Выбрать главу

С началом гонений Деция это личное соперничество приобрело новую остроту и актуальность в связи с проблемой дисциплины. Изначально Киприан придерживался принципов Тертуллиана, резко выступая против восстановления отступников в церкви, но при более внимательном изучении ситуации изменил свои взгляды. Количество согрешивших было так велико, что он допустил исключение in periculo mortis. Тем не менее его оппоненты усматривали в этой позиции нехристианскую суровость, совсем не подобающую тому, кто, как они неверно истолковывали его поведение, бежал, покинув свой пост, из страха перед смертью. Они привлекли на свою сторону пользовавшихся влиянием исповедников, которые ввиду своего собственного мученичества свободно ходатайствовали за отступников. Распространение таких индульгенций превратилось в постоянный бизнес. Некий высокомерный исповедник Лукиан писал Киприану от имени всех остальных, призывая даровать восстановление в рядах церкви всем отступникам, и просил сообщить об этом всем прочим епископам. Мы легко можем понять, почему терпимость тех, кто побывал в огне и выстоял, привлекала людей больше, чем строгость епископа, который скрылся ради безопасности. Церковь Новата и Фелициссима была прибежищем для всех неосторожных lapsL Фелициссим выступил также против посещения церквей и сбора для бедных, о которых Киприан распорядился во время своего изгнания.

Когда епископ после Пасхи 251 г. вернулся, он созвал собор в Карфагене, который, хотя и осудил партию Фелициссима, склонился к умеренному решению спорного вопроса. Была сделана попытка сохранить дисциплину, но в то же время не доводить согрешивших до отчаяния. Поэтому было решено восстановить в церкви тех, кто доказал искренность своего покаяния, но не восстанавливать небрежных, которые просили о восстановлении только из страха смерти. Позже, когда гонения возобновились при Галле, Киприан отменил и это ограничение. Конечно, он был в этом не очень последователен, но постепенно согласовывал свои принципы с обстоятельствами и практикой Римской церкви[318]. Его антагонисты избрали своего епископа, но вскоре были вынуждены уступить объединенным силам Африканской и Римской церквей, особенно потому, что не отстаивали свое дело с должной искренностью.

Конфликт Киприана с этим схизматическим движением укрепил его авторитет епископа и способствовал тому, что он довел свое учение о единстве церкви до принципа абсолютной исключительности.

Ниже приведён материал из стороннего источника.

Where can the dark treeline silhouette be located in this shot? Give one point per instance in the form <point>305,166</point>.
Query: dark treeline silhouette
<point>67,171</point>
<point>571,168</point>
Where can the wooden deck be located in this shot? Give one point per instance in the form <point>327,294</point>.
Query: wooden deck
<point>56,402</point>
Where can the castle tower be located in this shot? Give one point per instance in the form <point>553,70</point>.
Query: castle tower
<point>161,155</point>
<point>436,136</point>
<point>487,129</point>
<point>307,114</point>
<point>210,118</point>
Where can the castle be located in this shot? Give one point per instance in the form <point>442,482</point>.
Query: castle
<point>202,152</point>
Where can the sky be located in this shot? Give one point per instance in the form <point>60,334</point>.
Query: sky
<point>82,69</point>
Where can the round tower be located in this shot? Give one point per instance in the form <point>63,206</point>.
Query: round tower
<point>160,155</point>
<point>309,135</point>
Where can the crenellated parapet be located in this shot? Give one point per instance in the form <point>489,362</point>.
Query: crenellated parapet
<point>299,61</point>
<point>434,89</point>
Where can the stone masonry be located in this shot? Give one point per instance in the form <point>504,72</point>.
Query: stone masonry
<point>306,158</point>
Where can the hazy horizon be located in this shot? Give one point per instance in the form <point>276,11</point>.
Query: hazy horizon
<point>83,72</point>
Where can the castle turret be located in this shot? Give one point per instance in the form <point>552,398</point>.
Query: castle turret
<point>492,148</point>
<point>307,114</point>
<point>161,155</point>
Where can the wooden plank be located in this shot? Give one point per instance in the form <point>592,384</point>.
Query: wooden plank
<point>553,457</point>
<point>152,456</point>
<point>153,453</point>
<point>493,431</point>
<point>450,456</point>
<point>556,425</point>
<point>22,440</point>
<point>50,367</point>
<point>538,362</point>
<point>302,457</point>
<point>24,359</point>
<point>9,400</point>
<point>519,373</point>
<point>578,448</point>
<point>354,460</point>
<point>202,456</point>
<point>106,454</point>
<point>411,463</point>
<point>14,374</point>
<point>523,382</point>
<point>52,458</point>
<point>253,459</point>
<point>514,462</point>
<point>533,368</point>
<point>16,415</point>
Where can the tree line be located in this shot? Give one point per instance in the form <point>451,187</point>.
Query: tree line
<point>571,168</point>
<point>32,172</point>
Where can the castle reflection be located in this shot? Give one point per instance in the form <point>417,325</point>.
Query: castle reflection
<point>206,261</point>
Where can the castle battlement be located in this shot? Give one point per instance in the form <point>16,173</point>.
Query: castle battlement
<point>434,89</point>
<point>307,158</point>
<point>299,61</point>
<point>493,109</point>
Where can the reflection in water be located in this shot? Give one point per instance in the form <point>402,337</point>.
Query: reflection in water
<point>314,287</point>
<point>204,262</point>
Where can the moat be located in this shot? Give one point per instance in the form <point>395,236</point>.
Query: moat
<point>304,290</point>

III. Почву для раскола Новациана в Риме подготовило уже упомянутое нами противоречие между Ипполитом и Каллистом. Раскол этот начался вскоре после африканского, и причиной его также было избрание епископа. Но в данном случае оппозиция была сторонницей строгой дисциплины, в отличие от терпимости доминирующей церкви. Новациане[319] считали себя единственной чистой общиной[320] и отлучали все церкви, которые осквернили себя восстановлением отступников или других серьезно согрешивших. Они пошли гораздо дальше Киприана, почти так же далеко, как возникшие позже донатисты. Они допускали возможность милосердия к смертному грешнику, но отрицали власть и право церкви принимать решение по этому поводу и предотвращать посредством отпущения суд Божий над такими преступниками. Они также, подобно Киприану, отрицали крещение еретиков и перекрещивали всех, кто приходил к ним из других общин, где правила были не такими строгими.

Во главе этой партии стоял римский пресвитер Новациан[321], честный, образованный, но суровый человек, пришедший к вере после нескольких болезней, вызванных бесами, и внутренней борьбы. Он поссорился с Корнелием, который после гонений Деция 251 г. стал Римским епископом и сразу же, к сожалению многих, начал с большой терпимостью относиться к отступникам. Среди приверженцев Новациана особо выделялся вышеупомянутый Новат из Карфагена — либо из чистого желания противоречить существующим властям, либо оттого, что, попав в Рим, он отошел от своих прежних принципов терпимости. Новациан, против своего желания, был избран епископом оппозиции. Корнелий отлучил его от церкви. Обе партии пытались привлечь на свою сторону другие церкви. Фабиан, епископ Антиохийский, симпатизировал сторонникам строгости. Дионисий Александрийский, напротив, обвинял их в том, что они хулят исполненного благодати Господа Иисуса Христа, объявляя Его немилосердным. Киприан, из ревностного отношения к единству церкви и неприязни к Новату, особенно твердо выступал на стороне Корнелия, которого он считал законным епископом Рима.